Thin Capitalisation Rules
Interest generated by excess debt coming from a related party is nondeductible for income tax purposes if the amount of debt is more than three times the shareholders’ equity (a debt-to-equity ratio of 3:1), according to the taxpayer’s balance sheet.
All liabilities are considered for purposes of calculating the disallowed interest expense amount in determining the annual average liabilities (in 2005 and 2006, the Mexican Income Tax Law appeared to refer solely to liabilities arising from loans).
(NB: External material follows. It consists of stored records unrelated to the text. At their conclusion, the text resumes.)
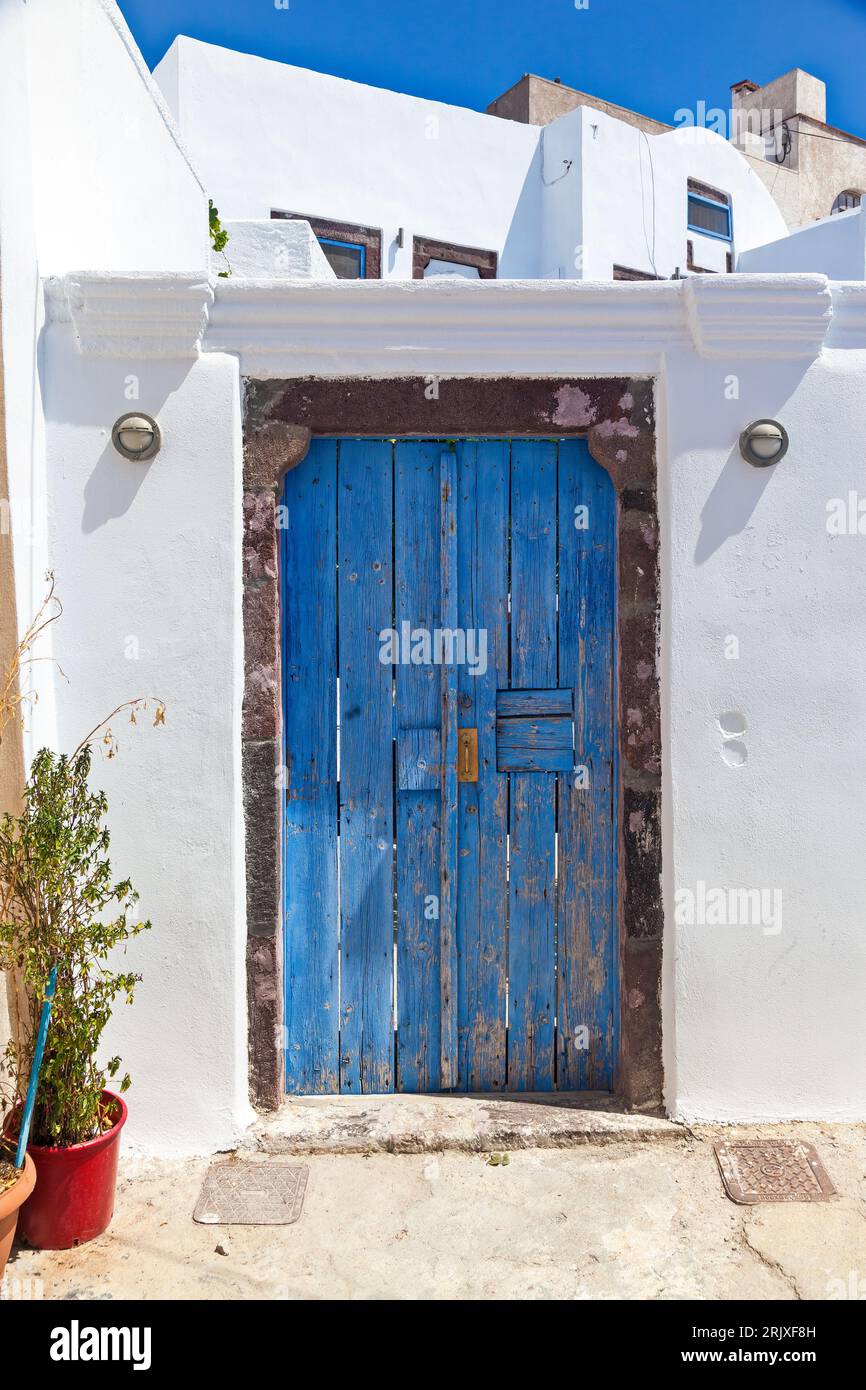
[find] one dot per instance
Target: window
(709, 211)
(844, 202)
(352, 252)
(346, 259)
(444, 259)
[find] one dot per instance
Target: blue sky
(655, 56)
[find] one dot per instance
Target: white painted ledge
(282, 328)
(132, 316)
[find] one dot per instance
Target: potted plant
(63, 908)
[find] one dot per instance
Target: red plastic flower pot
(10, 1207)
(74, 1196)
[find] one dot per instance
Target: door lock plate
(467, 755)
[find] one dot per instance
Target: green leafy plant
(64, 908)
(218, 236)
Certain liabilities may be excluded if certain requirements are met. In general, the thin capitalisation rule still includes the possibility of taxpayers applying for a ruling from the tax authorities that allows them to apply a higher leverage due to the characteristics of their activities (higher than the 3:1 debt-to-equity ratio). Also, the thin capitalisation rules still do not apply to the financial sector. In addition, as from 2007, a provision is in place granting the possibility of the taxpayer using, instead of its shareholders’ equity, the sum of the average balances of the capital contributions account (cuenta de capital de aportación, CUCA) and the CUFIN to determine the 3:1 debt-to-equity ratio.
The taxpayers that opt for this calculation must continue using it for at least five years. This alternative computation is mandatory for those taxpayers that do not account for capital following Mexican Financial Reporting Standards.
The 2014 tax reform introduced new rules which consider the Base Erosion and Profit Shifting plan and guidelines announced by the OECD, under which a number of expenses are not deductible. 1. Interest, royalty or technical assistance payments made to a party resident abroad that controls or is controlled by the taxpayer, when: a) The company receiving the payment is considered to be transparent, except when the operation is carried out at market value and its stockholders or associates are subject to income tax on income received through the company located abroad; b)The payment is considered to be non-existent (disregarded) for tax purposes in the country in which the foreign party is located; c) The recipient does not include the payment as part of its taxable income under the rules of its jurisdiction; and 2. Payments that are also deductible for a related party resident in Mexico or abroad, unless the related party includes income generated by the taxpayer in its own taxable income, in that period or in the following period.